El hecho es que el trabajo de Susan Curtis tiene mérito pues no se puede decir que el papel sea fácil no sólo por el hecho de hacer de ciega sino más aún por el inconstante y a veces inverosimil tratamiento de su personaje o la historia tan extraña en la que ese romance situado en un mundo contemporáneo parece irreal con personas ajenas a esta realidad, parece una cursilería y es que a veces en 'Octavia' todo es ridículamente almibarado. Octavia tiene por momentos trazas de estupidez, desconoce absolutamente todo lo que está fuera de casa, y por otra parte jamás he visto en mi vida a una ciega correr tanto por el campo a riesgo de partirse la crisma en cualquier momento como corre Octavia.
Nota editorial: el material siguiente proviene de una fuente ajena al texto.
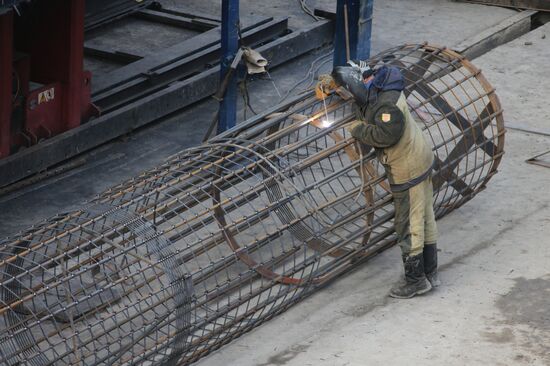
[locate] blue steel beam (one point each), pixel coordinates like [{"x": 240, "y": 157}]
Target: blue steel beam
[
  {"x": 364, "y": 29},
  {"x": 359, "y": 16},
  {"x": 229, "y": 48}
]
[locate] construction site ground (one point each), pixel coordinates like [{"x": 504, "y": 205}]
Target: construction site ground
[{"x": 493, "y": 305}]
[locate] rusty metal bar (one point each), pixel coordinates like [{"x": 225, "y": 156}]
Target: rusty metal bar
[{"x": 168, "y": 266}]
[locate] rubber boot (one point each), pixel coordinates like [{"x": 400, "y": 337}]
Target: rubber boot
[
  {"x": 430, "y": 264},
  {"x": 415, "y": 279}
]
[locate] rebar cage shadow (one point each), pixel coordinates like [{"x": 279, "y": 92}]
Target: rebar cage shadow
[{"x": 168, "y": 266}]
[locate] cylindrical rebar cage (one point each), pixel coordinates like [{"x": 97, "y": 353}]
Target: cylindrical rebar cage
[{"x": 170, "y": 265}]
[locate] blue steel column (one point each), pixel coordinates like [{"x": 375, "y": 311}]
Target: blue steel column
[
  {"x": 229, "y": 48},
  {"x": 359, "y": 28},
  {"x": 365, "y": 29}
]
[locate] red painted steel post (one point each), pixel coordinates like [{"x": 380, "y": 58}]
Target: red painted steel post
[{"x": 6, "y": 60}]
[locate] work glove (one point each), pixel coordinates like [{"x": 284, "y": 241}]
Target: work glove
[{"x": 325, "y": 86}]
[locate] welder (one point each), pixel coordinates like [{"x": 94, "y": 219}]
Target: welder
[{"x": 385, "y": 123}]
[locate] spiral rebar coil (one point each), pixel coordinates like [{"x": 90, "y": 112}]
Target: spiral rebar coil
[{"x": 166, "y": 267}]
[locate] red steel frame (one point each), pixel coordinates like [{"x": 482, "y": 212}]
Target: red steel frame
[{"x": 52, "y": 34}]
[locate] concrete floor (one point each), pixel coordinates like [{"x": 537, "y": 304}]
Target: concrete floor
[{"x": 492, "y": 308}]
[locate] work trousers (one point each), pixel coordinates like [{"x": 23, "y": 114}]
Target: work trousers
[{"x": 414, "y": 218}]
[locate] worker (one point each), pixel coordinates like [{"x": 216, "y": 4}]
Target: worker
[{"x": 386, "y": 124}]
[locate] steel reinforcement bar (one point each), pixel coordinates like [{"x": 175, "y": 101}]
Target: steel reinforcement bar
[{"x": 168, "y": 266}]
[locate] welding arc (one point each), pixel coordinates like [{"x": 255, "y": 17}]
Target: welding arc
[{"x": 170, "y": 265}]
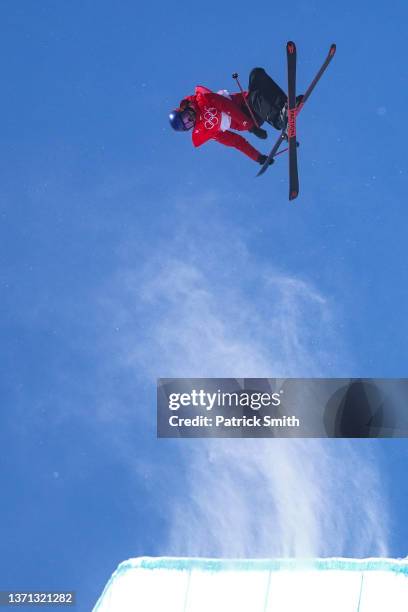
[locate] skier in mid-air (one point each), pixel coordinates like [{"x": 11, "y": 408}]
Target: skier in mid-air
[{"x": 210, "y": 114}]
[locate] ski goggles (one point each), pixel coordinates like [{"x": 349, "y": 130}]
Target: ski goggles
[{"x": 187, "y": 116}]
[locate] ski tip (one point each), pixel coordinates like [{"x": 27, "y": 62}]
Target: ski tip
[{"x": 290, "y": 47}]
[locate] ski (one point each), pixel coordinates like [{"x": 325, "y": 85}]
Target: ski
[
  {"x": 273, "y": 152},
  {"x": 317, "y": 78},
  {"x": 309, "y": 90},
  {"x": 291, "y": 128}
]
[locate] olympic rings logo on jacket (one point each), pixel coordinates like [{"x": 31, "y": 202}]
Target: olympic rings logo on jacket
[{"x": 210, "y": 118}]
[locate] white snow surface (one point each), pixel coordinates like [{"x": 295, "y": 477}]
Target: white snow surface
[{"x": 170, "y": 584}]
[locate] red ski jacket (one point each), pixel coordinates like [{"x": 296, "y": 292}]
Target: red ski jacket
[{"x": 215, "y": 113}]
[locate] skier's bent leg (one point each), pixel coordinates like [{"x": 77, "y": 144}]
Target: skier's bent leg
[{"x": 266, "y": 97}]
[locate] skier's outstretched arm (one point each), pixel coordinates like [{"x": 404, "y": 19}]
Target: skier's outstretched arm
[{"x": 238, "y": 142}]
En general la película, básicamente con tres actores principales, en realidad casi se acerca más a un despropósito, y se hace muy pesada. Susan Curtis intenta hacerlo lo más creíble posible, tiene un constante protagonismo y en cierto modo se juega con el factor erótico al ser guapa y de buen cuerpo, lo que ayuda a ver esto mejor. La situación de sentirse acosada por un extraño es propio de un cine de terror pero es un espejismo ya que pronto deriva todo a una forma de drama pero que no salió especialmente bien porque roza, y entra a veces, en lo ridículo. David Beaird es un director que se especializa en películas superficiales, básicamente comedias, 'Tómatelo con calma, cariño' (1988) o eróticas como 'Cuerpos ardientes' (1991) con Faye Dunaway [Bonnie y Clyde (1967)], Denholm Elliott [La mansión de los crímenes (1971)] y James Earl Jones [Conan, el barbaro (1982)].

Director: David Beaird. Intérpretes: Susan Curtis (Octavia), Neil Kinsella (Bo), Jake Foley (Parker), G.B. File (Duke). Duración aproximada: 93 minutos.